Estes estabelecimentos hospitalares, que ao longo dos anos se consideraram fazerem parte da pessoa colectiva Hospitais Civis de Lisboa, passariam a integrar o Centro Hospitalar de Lisboa Central, E.P.E., nos termos do D-Lei nº 50-A/2007, de 28 de Fevereiro e do D-Lei nº 44/2012, de 23 de Fevereiro.
Localizadas na vilipendiada Colina de Santana, estas unidades apenas têm sido mais uma das facetas do extenso património do Estado, na cidade de Lisboa, que tem sido objecto de especulação, através da empresa Estamo, criada em 1993, quando Cavaco Silva chefiava o Governo. Com que objectivos?

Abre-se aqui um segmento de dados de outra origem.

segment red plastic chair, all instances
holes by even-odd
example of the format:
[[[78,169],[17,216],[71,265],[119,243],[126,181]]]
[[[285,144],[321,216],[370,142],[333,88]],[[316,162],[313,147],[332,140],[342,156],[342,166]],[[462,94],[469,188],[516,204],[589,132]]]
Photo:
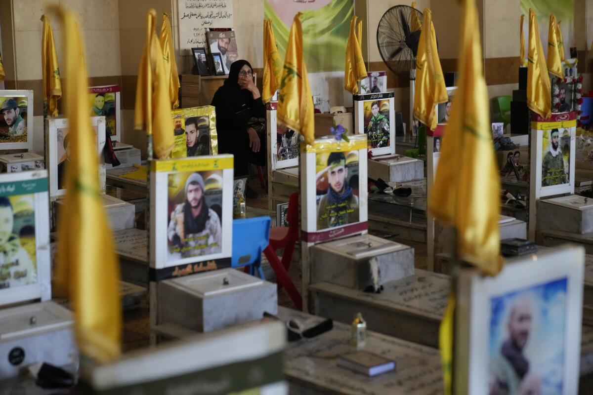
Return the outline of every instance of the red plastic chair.
[[[298,240],[298,192],[295,192],[288,200],[286,213],[288,227],[274,226],[270,230],[270,243],[263,251],[270,266],[274,269],[278,282],[278,289],[286,288],[292,303],[298,310],[302,310],[302,298],[292,280],[288,276],[288,268],[292,260],[295,245]],[[282,261],[276,251],[283,249]]]

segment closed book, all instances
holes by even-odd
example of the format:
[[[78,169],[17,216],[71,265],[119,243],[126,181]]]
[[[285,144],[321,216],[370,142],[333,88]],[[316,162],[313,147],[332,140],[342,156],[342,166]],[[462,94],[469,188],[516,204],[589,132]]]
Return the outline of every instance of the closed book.
[[[337,365],[371,377],[396,369],[394,361],[366,351],[339,355]]]

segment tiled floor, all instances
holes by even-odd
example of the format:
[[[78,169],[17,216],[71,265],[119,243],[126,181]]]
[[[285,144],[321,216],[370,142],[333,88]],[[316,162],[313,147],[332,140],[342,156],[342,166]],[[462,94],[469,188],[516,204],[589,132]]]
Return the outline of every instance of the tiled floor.
[[[257,192],[257,197],[246,198],[248,207],[267,208],[267,191],[262,189],[257,178],[252,178],[249,184],[252,189]],[[426,268],[426,245],[424,243],[406,242],[405,244],[415,249],[415,266],[420,269]],[[264,263],[265,264],[266,262]],[[288,271],[297,289],[302,287],[301,265],[299,262],[293,261]],[[288,294],[284,290],[278,291],[278,304],[280,306],[294,309]],[[148,346],[149,336],[149,308],[148,295],[144,298],[140,307],[125,311],[122,349],[125,352],[138,348]]]

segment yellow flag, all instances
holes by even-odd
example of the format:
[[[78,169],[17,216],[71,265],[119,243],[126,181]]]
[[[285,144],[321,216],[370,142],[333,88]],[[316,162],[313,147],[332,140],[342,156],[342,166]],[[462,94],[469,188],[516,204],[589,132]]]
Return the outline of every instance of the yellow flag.
[[[295,15],[288,34],[276,117],[281,124],[302,136],[307,144],[312,144],[315,140],[314,110],[302,56],[301,15],[299,12]]]
[[[455,226],[462,261],[489,274],[500,269],[500,184],[492,149],[488,92],[482,69],[476,5],[464,0],[458,68],[460,77],[445,129],[429,208]]]
[[[263,86],[262,98],[263,102],[270,101],[278,90],[282,73],[282,61],[280,59],[276,37],[272,30],[272,20],[263,20]]]
[[[562,21],[556,24],[556,45],[558,46],[558,53],[560,53],[560,60],[564,62],[566,60],[566,55],[564,53],[564,39],[562,38],[562,32],[560,30],[560,24]]]
[[[0,82],[6,78],[6,73],[4,72],[4,63],[2,61],[2,56],[0,55]]]
[[[41,68],[43,77],[43,100],[46,102],[47,115],[58,116],[58,100],[62,97],[62,83],[60,82],[60,68],[58,66],[56,44],[49,19],[41,16],[43,22],[42,37]]]
[[[527,54],[527,107],[542,118],[551,115],[552,97],[548,68],[540,39],[535,13],[529,9],[529,52]]]
[[[416,8],[415,1],[412,2],[412,8]],[[416,31],[416,30],[420,30],[421,28],[422,28],[422,24],[420,23],[420,19],[418,18],[417,12],[412,11],[412,20],[410,21],[410,31]]]
[[[521,66],[525,65],[525,35],[523,34],[523,21],[525,20],[525,14],[521,14],[521,24],[519,30],[521,32],[521,50],[519,53],[519,63]]]
[[[436,127],[438,103],[448,100],[441,60],[436,50],[436,37],[432,24],[432,13],[424,9],[422,25],[430,26],[420,33],[418,55],[416,59],[416,81],[414,91],[414,117],[432,130]]]
[[[156,20],[157,11],[151,9],[146,14],[146,40],[138,70],[134,127],[152,136],[154,156],[162,159],[173,150],[175,136],[167,84],[169,76],[155,32]]]
[[[550,15],[550,25],[548,28],[548,72],[556,76],[562,78],[562,62],[558,50],[558,38],[556,32],[558,27],[556,25],[556,17],[554,14]],[[550,92],[550,95],[551,92]]]
[[[88,80],[74,14],[62,14],[65,110],[72,154],[66,170],[66,208],[58,219],[56,288],[74,310],[81,351],[103,363],[120,354],[119,265],[99,195],[95,132],[88,116]]]
[[[161,25],[161,47],[162,49],[162,59],[165,63],[165,75],[168,76],[169,97],[171,107],[179,107],[179,75],[177,74],[177,62],[175,59],[175,47],[173,46],[173,33],[171,30],[169,15],[162,14],[162,25]]]
[[[502,266],[498,227],[500,182],[492,148],[476,3],[463,0],[462,4],[460,81],[428,205],[435,218],[455,227],[459,259],[494,275]],[[449,298],[439,336],[445,394],[451,389],[454,308],[454,296]]]
[[[358,42],[359,30],[362,35],[362,26],[356,27],[356,16],[353,15],[350,20],[350,34],[346,44],[346,65],[344,66],[344,88],[353,95],[358,92],[358,81],[366,78],[366,68]]]

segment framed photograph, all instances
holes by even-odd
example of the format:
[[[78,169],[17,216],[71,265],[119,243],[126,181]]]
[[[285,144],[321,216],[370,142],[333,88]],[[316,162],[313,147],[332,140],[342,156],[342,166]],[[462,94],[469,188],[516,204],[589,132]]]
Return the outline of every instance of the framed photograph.
[[[565,69],[565,70],[570,69]],[[552,77],[552,113],[566,113],[576,109],[576,82],[573,77]]]
[[[91,117],[105,117],[105,129],[111,141],[122,141],[122,102],[119,85],[91,86],[88,100]]]
[[[317,139],[301,153],[301,219],[305,241],[317,242],[367,229],[366,136],[350,142]]]
[[[0,174],[0,305],[52,298],[45,170]]]
[[[151,281],[229,266],[232,155],[154,160],[151,179]]]
[[[272,170],[298,166],[301,147],[298,133],[284,125],[278,124],[276,118],[277,103],[268,103],[266,107],[266,123],[270,136]]]
[[[206,49],[192,48],[193,54],[193,63],[196,65],[196,70],[200,76],[210,75],[210,68],[208,67],[208,57],[206,56]]]
[[[276,205],[276,226],[285,226],[290,225],[286,220],[288,215],[288,203],[278,203]]]
[[[387,90],[387,72],[370,71],[358,82],[358,94],[382,93]]]
[[[535,198],[574,193],[576,121],[575,113],[537,114],[531,122],[531,185]]]
[[[357,133],[366,134],[373,156],[395,155],[393,92],[355,95],[354,124]]]
[[[232,184],[232,207],[234,210],[237,208],[237,203],[240,196],[243,196],[243,199],[245,199],[245,187],[247,185],[248,178],[248,177],[235,178]]]
[[[0,91],[0,149],[33,149],[33,91]]]
[[[462,271],[457,393],[577,393],[584,261],[565,246],[509,259],[495,277]]]
[[[228,74],[231,65],[233,62],[239,60],[239,52],[237,47],[237,40],[235,37],[235,31],[232,28],[208,28],[206,30],[206,38],[208,40],[208,47],[210,53],[215,60],[214,69],[216,75]],[[220,68],[222,70],[219,73],[216,67],[214,56],[218,54]]]
[[[213,53],[212,55],[212,68],[214,70],[214,74],[216,75],[224,75],[227,73],[225,72],[223,68],[222,56],[219,53]]]
[[[105,192],[106,169],[103,159],[105,147],[105,117],[91,117],[94,131],[99,161],[99,188]],[[46,120],[46,158],[49,172],[49,195],[56,198],[66,194],[66,168],[69,163],[70,146],[68,144],[68,120],[65,118]]]
[[[444,103],[436,105],[436,121],[438,123],[447,123],[451,115],[451,105],[453,96],[457,90],[457,86],[451,86],[447,88],[447,96],[449,99]]]
[[[173,158],[218,153],[216,115],[213,106],[178,108],[171,111],[175,146]]]

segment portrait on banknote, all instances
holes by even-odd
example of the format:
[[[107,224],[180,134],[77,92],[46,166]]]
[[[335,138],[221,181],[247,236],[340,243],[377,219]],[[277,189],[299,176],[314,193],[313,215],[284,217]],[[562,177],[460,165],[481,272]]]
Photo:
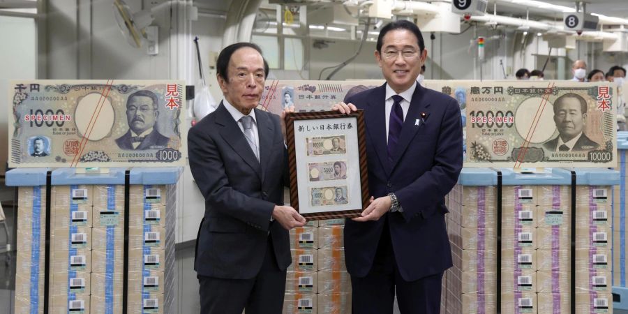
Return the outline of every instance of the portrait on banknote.
[[[472,84],[465,167],[615,167],[617,90],[608,83]]]
[[[16,80],[8,94],[10,167],[185,164],[181,81]]]
[[[368,205],[361,110],[286,116],[290,205],[308,220],[357,217]]]

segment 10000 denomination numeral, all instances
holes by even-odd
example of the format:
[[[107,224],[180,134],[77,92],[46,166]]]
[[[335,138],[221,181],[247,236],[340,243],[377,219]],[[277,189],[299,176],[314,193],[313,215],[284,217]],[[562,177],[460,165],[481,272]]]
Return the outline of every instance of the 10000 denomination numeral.
[[[511,128],[514,124],[514,114],[508,110],[505,113],[502,110],[498,110],[493,112],[493,110],[488,110],[485,114],[484,111],[472,111],[469,113],[471,117],[472,128]]]

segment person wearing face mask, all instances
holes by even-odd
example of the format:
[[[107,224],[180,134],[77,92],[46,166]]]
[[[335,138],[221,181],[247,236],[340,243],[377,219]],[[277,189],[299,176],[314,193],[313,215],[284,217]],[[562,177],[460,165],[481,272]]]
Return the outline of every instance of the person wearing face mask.
[[[421,84],[422,87],[425,87],[425,84],[423,84],[423,80],[425,80],[425,76],[423,73],[425,73],[425,64],[421,66],[421,72],[419,73],[419,76],[417,77],[417,82]]]
[[[574,82],[586,82],[587,63],[584,60],[576,60],[571,65],[571,72],[574,73]]]

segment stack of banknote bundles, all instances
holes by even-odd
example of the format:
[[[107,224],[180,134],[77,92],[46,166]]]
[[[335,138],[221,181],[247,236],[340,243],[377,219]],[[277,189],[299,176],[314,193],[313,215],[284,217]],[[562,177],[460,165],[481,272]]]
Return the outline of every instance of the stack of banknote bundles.
[[[310,221],[290,230],[292,264],[284,313],[351,312],[351,281],[345,266],[344,219]]]
[[[496,177],[493,171],[488,175]],[[444,277],[443,313],[493,313],[497,284],[497,188],[456,185],[447,202],[454,267]]]

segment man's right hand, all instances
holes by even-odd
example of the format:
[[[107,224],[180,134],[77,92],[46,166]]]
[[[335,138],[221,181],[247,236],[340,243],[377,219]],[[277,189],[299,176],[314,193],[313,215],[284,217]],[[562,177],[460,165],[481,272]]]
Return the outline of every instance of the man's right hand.
[[[275,205],[273,209],[273,219],[281,223],[286,230],[303,227],[306,224],[306,219],[290,206]]]

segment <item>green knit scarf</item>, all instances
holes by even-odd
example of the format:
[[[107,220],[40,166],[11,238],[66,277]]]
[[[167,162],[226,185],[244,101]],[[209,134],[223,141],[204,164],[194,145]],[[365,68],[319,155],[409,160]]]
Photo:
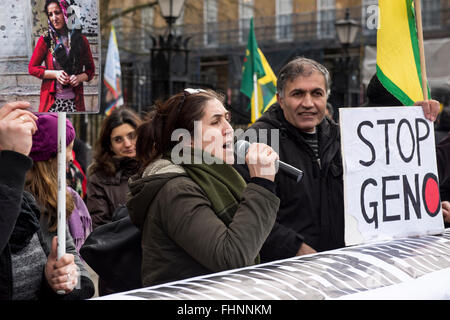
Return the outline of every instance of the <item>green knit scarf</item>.
[[[239,206],[246,183],[231,165],[220,164],[220,160],[211,158],[206,152],[191,150],[192,161],[181,165],[188,176],[206,193],[217,217],[228,227]],[[204,161],[199,161],[199,155],[209,157],[208,162],[214,163],[205,164]]]

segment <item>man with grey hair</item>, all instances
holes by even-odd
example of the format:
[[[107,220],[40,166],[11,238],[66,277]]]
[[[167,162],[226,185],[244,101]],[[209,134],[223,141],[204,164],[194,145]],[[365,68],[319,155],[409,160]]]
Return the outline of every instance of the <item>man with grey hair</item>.
[[[276,175],[280,208],[275,225],[261,249],[261,261],[340,248],[344,243],[344,196],[340,131],[325,117],[330,94],[330,74],[320,63],[295,58],[284,65],[277,80],[277,103],[245,133],[263,137],[279,130],[279,157],[303,171],[297,183],[285,172]],[[418,102],[427,119],[435,120],[439,103]],[[264,130],[265,129],[265,130]],[[263,131],[264,130],[264,131]],[[235,168],[247,180],[245,165]]]
[[[278,129],[280,160],[303,171],[299,183],[283,172],[276,176],[281,204],[261,249],[262,261],[344,246],[339,128],[325,117],[329,94],[328,70],[314,60],[296,58],[278,74],[277,103],[248,129],[258,138],[262,129]],[[245,165],[235,167],[247,178]]]

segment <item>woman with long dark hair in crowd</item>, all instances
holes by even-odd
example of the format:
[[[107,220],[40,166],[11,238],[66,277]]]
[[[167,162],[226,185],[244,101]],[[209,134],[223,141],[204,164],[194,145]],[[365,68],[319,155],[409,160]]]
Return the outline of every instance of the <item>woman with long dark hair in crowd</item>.
[[[115,109],[102,122],[93,163],[88,167],[86,199],[94,229],[111,222],[114,211],[126,203],[128,179],[139,169],[135,157],[140,123],[139,116],[127,108]],[[101,277],[98,290],[101,296],[115,292]]]
[[[48,31],[39,38],[28,65],[28,72],[42,79],[39,112],[86,110],[83,82],[94,77],[95,65],[81,29],[68,23],[67,9],[65,0],[45,1]]]
[[[130,179],[127,207],[142,231],[144,286],[258,262],[279,206],[273,182],[278,155],[252,144],[247,185],[231,166],[229,116],[222,96],[185,89],[158,103],[139,127],[142,166]],[[179,133],[182,142],[173,141]]]
[[[103,120],[93,163],[88,168],[87,207],[94,229],[112,220],[126,203],[128,178],[138,170],[136,128],[141,123],[131,109],[115,109]]]

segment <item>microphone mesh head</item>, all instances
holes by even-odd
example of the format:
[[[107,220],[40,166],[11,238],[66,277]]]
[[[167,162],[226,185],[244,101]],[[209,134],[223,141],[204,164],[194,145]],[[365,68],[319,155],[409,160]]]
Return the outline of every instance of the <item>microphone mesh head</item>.
[[[237,164],[245,164],[245,155],[247,154],[250,143],[245,140],[236,141],[234,153],[236,154]]]

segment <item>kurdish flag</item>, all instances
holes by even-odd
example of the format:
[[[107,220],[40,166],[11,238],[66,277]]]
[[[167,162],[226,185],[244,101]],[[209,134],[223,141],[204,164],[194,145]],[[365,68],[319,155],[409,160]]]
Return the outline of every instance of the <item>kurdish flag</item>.
[[[256,95],[255,95],[256,88]],[[247,49],[242,68],[241,92],[251,99],[251,122],[276,102],[277,77],[258,48],[253,18],[250,20]],[[256,103],[255,103],[256,100]]]
[[[377,77],[403,105],[413,105],[424,98],[413,3],[414,0],[378,1]]]
[[[112,26],[106,54],[105,73],[103,74],[103,83],[108,89],[105,99],[107,104],[105,113],[108,116],[115,108],[123,105],[121,75],[116,31],[114,26]]]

Primeiro para extinguir equipamentos do Estado e lançar os respectivos terrenos e construções nos meandros da especulação imobiliária, depois, e principalmente, para promover ficcionalmente a redução do défice.
Com efeito, pelo D-Lei nº 185/2002, já o Governo de Durão Barroso / Manuela Ferreira Leite, definira os princípios e os instrumentos para o estabelecimento de parcerias em saúde, em regime de gestão e financiamento privados, estipulando, no seu art. 7º, que os activos patrimoniais hospitalares poderiam envolver «a alienação de património do Estado ou de outras entidades públicas».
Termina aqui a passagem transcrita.